Hi Ted,
1 hour is acceptable, but I guess you misunderstand the data scale I mean
here. The 900M records didn't mean 900M Bytes, but 900M lines of training
set(900M training example.). If every training data has 1000 dimension, it
means 900 million X 1000 X 16 B = 14TB. If we reduce the logs collected to
14 days, it would be still 23TB data.
Per our simple test, for 1000 dimension, 10M lines of record, it will take
about 12 hours to do the training, so 90M lines of data will cost at least
90 hours, is that correct?
And from the PPT you provided
http://www.slideshare.net/tdunning/sdforum11042010
You said it would take less than an hour for 20M data records for
numeric/category mixed dimensions. I am wondering, how many dimensions per
record?
Thanks.
Stanley Xu
On Tue, Apr 26, 2011 at 2:05 PM, Ted Dunning <ted.dunning@gmail.com> wrote:
> How much time do you have available for training?
>
> If you can do feature encoding in parallel, then you can probably do this
> pretty fast with SGD.
>
> My guess is that you can push 220 MB/s of data through SGD with your kind
> of data with a good 8 core processor. If you preprocess your data into 8
> B / dimension, this is 0.25  2.5 million data points per second. This
> could mean that your training takes less than an hour. If your training
> converges with less data, you may do even better.
>
> Is that not acceptable?
>
> On Mon, Apr 25, 2011 at 10:11 PM, Stanley Xu <wenhao.xu@gmail.com> wrote:
>
> > Thanks Ted. Read the paper and the code and got the rough idea of how the
> > iteration goes. Thanks so much.
> >
> > With the current data scale we have, we were considering if we could
> train
> > more data with the Logistic Regression. For example, if we wanted to
> train
> > a
> > model for CTR prediction for last 90 days data. It would be 900M records
> > after down sampling, and assume there are 1000 feature dimension there.
> It
> > would still be so slow by a single machine with the current SGD
> algorithm.
> >
> > I wondering if there is a parallel algorithm with mapreduce I could use
> > for
> > Logistic Regression?
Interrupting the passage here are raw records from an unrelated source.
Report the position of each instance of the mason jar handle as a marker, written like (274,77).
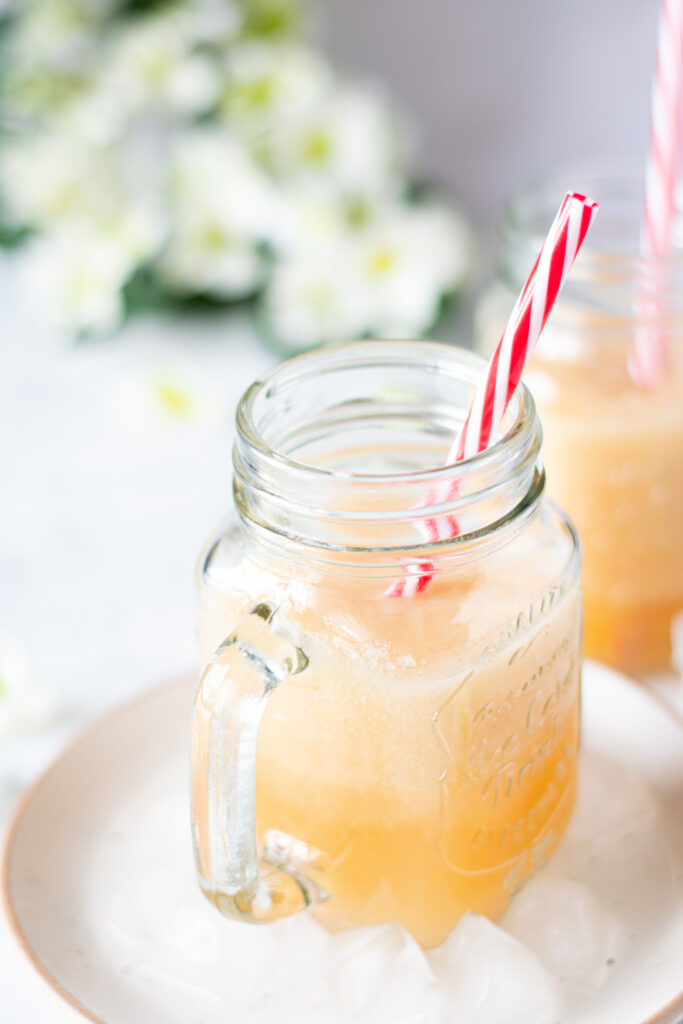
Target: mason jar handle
(229,704)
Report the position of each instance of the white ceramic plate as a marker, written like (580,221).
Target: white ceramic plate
(99,889)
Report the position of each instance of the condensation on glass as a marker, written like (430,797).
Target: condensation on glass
(374,758)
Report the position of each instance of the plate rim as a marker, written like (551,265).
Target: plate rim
(671,1013)
(53,986)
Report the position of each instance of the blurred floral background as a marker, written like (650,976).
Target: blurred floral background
(204,151)
(188,190)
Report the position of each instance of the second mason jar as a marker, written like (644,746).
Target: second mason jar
(383,758)
(612,449)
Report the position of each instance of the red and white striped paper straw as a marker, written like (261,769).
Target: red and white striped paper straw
(647,356)
(507,365)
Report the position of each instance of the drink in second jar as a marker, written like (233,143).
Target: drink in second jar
(612,451)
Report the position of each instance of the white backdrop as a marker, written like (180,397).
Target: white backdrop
(506,90)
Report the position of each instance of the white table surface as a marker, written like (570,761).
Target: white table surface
(104,502)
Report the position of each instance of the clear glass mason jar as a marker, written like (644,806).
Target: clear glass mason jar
(613,452)
(382,758)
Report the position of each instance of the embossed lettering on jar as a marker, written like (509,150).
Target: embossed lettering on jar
(417,756)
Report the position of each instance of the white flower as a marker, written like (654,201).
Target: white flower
(315,217)
(406,262)
(49,178)
(348,139)
(384,279)
(267,86)
(57,34)
(213,23)
(312,299)
(24,702)
(153,67)
(78,275)
(222,208)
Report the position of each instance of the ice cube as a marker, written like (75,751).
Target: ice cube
(380,975)
(573,935)
(487,975)
(298,978)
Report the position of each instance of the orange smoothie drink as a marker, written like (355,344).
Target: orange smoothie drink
(612,451)
(382,759)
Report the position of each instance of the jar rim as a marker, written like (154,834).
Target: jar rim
(363,353)
(613,245)
(306,502)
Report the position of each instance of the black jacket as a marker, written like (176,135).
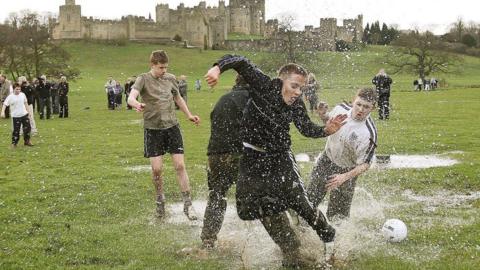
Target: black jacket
(382,84)
(226,120)
(28,91)
(63,89)
(267,118)
(43,89)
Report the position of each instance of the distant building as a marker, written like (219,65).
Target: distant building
(203,26)
(199,26)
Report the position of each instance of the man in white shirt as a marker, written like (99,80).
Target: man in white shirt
(348,153)
(18,110)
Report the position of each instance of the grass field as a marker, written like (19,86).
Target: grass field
(71,202)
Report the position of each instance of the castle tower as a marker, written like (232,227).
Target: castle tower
(162,14)
(70,20)
(328,27)
(257,17)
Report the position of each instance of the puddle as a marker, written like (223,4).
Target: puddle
(360,234)
(136,122)
(139,168)
(442,198)
(397,161)
(413,161)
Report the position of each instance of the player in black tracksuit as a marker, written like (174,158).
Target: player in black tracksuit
(382,84)
(269,181)
(224,152)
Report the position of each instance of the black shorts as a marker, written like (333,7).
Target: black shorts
(157,142)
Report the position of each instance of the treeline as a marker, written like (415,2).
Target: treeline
(373,34)
(26,49)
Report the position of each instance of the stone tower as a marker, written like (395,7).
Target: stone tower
(239,17)
(257,17)
(70,20)
(328,27)
(247,16)
(162,14)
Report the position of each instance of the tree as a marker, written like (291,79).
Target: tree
(458,29)
(290,51)
(469,40)
(28,50)
(421,54)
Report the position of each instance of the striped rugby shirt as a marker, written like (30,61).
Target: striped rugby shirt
(354,143)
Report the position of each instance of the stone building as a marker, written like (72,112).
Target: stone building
(199,25)
(322,38)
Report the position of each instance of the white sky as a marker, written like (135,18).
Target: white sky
(434,15)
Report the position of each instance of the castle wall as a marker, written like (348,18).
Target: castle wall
(239,19)
(104,29)
(202,26)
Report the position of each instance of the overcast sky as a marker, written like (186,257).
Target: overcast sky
(434,15)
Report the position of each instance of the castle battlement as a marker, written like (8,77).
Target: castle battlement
(200,25)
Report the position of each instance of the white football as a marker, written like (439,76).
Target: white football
(394,230)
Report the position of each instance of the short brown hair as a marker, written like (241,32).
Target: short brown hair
(159,57)
(367,94)
(292,69)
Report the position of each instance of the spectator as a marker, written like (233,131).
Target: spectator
(43,89)
(382,84)
(63,89)
(5,90)
(110,90)
(198,85)
(18,104)
(28,90)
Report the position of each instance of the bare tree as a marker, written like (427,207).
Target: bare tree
(26,48)
(458,29)
(421,54)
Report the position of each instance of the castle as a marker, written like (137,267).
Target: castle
(203,26)
(199,26)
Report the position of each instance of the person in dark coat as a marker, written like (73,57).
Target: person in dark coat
(310,92)
(382,84)
(269,181)
(224,152)
(63,89)
(43,89)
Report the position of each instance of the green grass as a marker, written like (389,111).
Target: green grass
(69,202)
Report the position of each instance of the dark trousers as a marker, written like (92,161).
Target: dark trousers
(55,104)
(269,184)
(340,198)
(7,111)
(222,174)
(118,100)
(63,107)
(36,103)
(383,107)
(18,122)
(126,102)
(279,229)
(111,100)
(313,100)
(45,102)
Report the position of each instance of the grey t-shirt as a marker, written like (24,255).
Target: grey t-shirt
(158,94)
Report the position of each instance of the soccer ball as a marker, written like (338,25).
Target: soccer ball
(394,230)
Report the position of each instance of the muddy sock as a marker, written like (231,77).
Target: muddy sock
(161,197)
(186,197)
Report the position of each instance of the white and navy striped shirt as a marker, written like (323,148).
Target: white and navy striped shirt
(354,143)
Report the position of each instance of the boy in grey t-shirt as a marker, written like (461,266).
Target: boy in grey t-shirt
(159,92)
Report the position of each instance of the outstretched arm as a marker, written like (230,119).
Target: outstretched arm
(337,180)
(252,75)
(309,129)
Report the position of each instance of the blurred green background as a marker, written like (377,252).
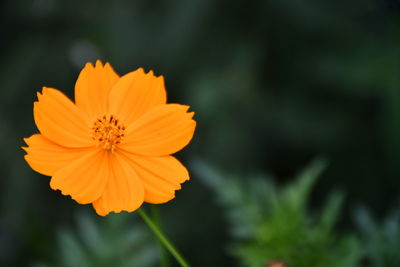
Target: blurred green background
(274,84)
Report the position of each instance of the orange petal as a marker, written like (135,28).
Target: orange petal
(135,93)
(59,120)
(47,157)
(124,191)
(161,131)
(93,86)
(161,176)
(85,178)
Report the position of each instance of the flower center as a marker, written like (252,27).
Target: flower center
(107,132)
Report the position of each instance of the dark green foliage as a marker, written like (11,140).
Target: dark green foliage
(269,223)
(381,240)
(115,241)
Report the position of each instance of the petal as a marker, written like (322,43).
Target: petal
(161,131)
(135,93)
(59,120)
(85,178)
(124,191)
(160,176)
(47,157)
(93,86)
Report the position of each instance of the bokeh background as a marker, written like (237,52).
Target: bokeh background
(274,84)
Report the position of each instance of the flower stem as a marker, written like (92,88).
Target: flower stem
(163,239)
(155,215)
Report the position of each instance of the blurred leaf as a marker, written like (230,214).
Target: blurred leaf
(277,223)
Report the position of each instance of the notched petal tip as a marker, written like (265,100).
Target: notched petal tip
(99,63)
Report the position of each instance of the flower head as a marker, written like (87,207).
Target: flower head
(112,147)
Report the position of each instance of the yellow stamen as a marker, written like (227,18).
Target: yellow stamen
(108,132)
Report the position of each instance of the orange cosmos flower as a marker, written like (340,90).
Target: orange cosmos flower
(113,146)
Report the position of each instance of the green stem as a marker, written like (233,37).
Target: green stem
(155,215)
(163,239)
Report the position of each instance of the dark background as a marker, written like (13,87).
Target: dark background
(273,84)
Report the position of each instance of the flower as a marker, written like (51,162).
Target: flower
(112,147)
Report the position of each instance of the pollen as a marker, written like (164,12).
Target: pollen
(108,132)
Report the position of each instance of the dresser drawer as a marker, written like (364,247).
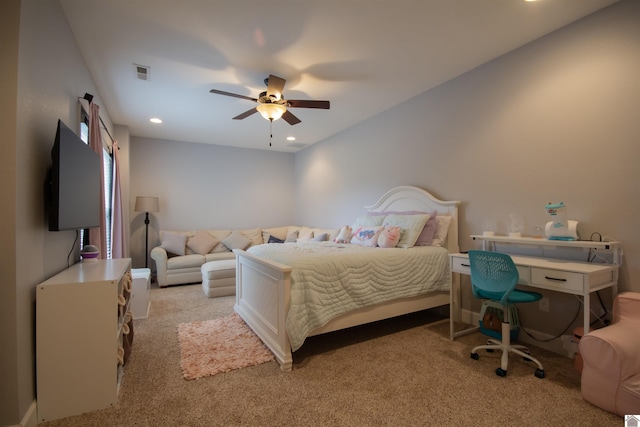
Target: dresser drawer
(556,279)
(460,264)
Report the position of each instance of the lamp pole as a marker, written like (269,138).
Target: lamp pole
(146,240)
(146,204)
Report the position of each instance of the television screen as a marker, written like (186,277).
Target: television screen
(74,183)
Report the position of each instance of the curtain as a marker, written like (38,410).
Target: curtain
(118,237)
(97,236)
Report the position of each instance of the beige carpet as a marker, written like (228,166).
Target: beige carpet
(401,372)
(220,345)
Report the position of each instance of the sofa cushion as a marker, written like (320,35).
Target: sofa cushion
(173,242)
(218,256)
(253,234)
(236,240)
(220,235)
(185,261)
(202,242)
(278,232)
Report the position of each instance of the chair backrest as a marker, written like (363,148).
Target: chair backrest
(493,273)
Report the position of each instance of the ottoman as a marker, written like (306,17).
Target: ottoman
(219,278)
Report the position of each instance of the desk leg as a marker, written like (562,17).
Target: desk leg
(455,309)
(586,307)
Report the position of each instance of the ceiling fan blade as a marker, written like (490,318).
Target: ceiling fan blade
(235,95)
(245,114)
(290,118)
(275,86)
(300,103)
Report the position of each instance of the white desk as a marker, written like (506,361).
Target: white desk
(569,277)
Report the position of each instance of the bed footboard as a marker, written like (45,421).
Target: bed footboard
(262,300)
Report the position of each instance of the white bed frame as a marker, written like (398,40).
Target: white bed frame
(263,286)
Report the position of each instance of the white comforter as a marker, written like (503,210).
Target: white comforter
(329,279)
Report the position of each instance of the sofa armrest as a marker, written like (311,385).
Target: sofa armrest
(610,357)
(159,255)
(626,307)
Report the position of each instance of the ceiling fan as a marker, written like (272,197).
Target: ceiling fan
(271,103)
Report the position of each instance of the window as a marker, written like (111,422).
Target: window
(108,183)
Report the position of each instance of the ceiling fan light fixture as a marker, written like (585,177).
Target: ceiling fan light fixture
(271,111)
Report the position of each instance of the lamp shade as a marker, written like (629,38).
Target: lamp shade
(147,204)
(271,111)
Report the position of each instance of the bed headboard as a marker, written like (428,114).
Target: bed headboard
(408,198)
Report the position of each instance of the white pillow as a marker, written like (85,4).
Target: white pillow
(442,229)
(411,225)
(368,221)
(202,242)
(292,236)
(366,236)
(236,240)
(173,242)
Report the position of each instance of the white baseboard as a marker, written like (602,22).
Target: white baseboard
(30,418)
(558,345)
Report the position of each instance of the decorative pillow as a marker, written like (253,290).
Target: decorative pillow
(174,242)
(273,239)
(236,240)
(219,235)
(411,226)
(305,233)
(202,242)
(253,234)
(389,237)
(320,237)
(368,221)
(426,236)
(345,235)
(279,232)
(442,230)
(366,236)
(292,236)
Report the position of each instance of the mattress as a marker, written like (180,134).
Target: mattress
(330,279)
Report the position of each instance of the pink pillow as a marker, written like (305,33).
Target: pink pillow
(389,237)
(366,236)
(428,232)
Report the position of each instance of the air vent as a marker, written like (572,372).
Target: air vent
(296,145)
(142,72)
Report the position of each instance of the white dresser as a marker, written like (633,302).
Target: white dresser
(81,326)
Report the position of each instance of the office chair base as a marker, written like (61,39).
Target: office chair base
(506,349)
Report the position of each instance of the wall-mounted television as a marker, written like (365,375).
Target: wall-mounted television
(74,183)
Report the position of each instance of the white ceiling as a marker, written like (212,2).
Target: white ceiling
(365,56)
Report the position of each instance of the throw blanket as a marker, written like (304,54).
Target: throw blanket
(329,279)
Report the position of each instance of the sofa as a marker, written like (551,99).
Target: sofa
(181,254)
(611,355)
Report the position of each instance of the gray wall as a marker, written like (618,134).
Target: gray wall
(207,186)
(556,120)
(51,74)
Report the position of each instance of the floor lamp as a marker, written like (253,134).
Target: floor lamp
(146,205)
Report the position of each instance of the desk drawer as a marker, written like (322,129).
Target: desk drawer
(460,265)
(562,280)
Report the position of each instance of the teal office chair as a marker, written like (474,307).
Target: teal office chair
(494,277)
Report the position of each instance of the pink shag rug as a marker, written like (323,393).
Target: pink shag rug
(220,345)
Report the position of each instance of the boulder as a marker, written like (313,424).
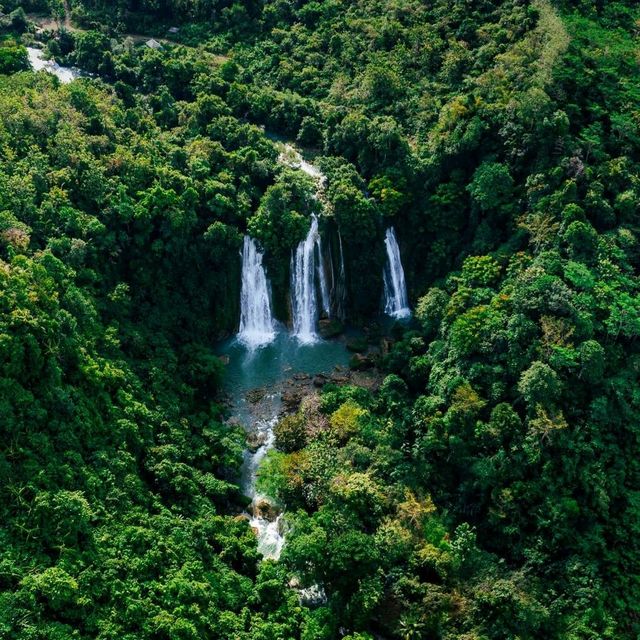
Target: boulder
(357,345)
(330,327)
(360,362)
(264,509)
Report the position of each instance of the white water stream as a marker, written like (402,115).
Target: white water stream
(38,63)
(256,321)
(396,303)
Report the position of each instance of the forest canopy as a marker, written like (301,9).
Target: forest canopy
(488,487)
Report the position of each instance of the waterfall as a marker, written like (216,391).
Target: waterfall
(256,322)
(395,289)
(322,278)
(303,286)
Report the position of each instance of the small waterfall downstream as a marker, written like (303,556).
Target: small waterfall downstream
(396,302)
(256,321)
(304,307)
(322,278)
(268,529)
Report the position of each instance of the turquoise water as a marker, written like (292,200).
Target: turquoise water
(285,356)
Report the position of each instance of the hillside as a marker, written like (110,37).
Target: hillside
(483,483)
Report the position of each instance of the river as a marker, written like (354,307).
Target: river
(254,383)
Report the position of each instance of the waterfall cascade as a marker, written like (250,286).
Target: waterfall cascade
(322,278)
(304,307)
(268,531)
(395,289)
(256,321)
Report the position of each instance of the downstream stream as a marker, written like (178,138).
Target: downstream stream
(255,381)
(265,359)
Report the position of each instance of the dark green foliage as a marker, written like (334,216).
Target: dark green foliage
(488,487)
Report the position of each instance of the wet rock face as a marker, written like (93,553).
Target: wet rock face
(256,395)
(360,362)
(330,328)
(291,399)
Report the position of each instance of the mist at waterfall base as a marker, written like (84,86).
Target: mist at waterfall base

The original NewtonRaphson will take N*N*M/P by
> > the "MapReduce
> > for Machine Learning on Multicore" paper, which is much slower than SGD
> on
> > a
> > single machine in a highdimension space.
> >
> > Could algorithm like IRLS be parallelized or any approximate algorithm
> > there
> > could be parallelized?
> >
> > Thanks,
> > Stanley Xu
> >
> >
> >
> > On Mon, Apr 25, 2011 at 11:58 PM, Ted Dunning <ted.dunning@gmail.com>
> > wrote:
> >
> > > Paul K described in memory algorithms in his dissertation. Mahout uses
> > > online algorithms which are not limited by memory size.
> > >
> > > The method used in Mahout is closer to what Bob Carpenter describes
> here:
> > > http://lingpipe.files.wordpress.com/2008/04/lazysgdregression.pdf
> > >
> > > The most important additions in Mahout are:
> > >
> > > a) confidence weighted learning rates per term
> > >
> > > b) evolutionary tuning of hyperparameters
> > >
> > > c) mixed ranking and regression
> > >
> > > d) grouped AUC
> > >
> > > On Mon, Apr 25, 2011 at 6:12 AM, Stanley Xu <wenhao.xu@gmail.com>
> wrote:
> > >
> > > > Dear All,
> > > >
> > > > I am trying to go through the Mahout SGD algorithm and trying to read
> > > > the "Logistic
> > > > Regression for Data Mining and HighDimensional Classification" a
> > little
> > > > bit, I am wondering which algorithm is exactly used in the SGD code?
> > > There
> > > > are quite a couple of algorithms mentioned in the paper, a little
> hard
> > to
> > > > me
> > > > to find out the algorithm matched the code.
> > > >
> > > > Thanks in advance.
> > > >
> > > > Best wishes,
> > > > Stanley Xu
> > > >
> > >
> >
>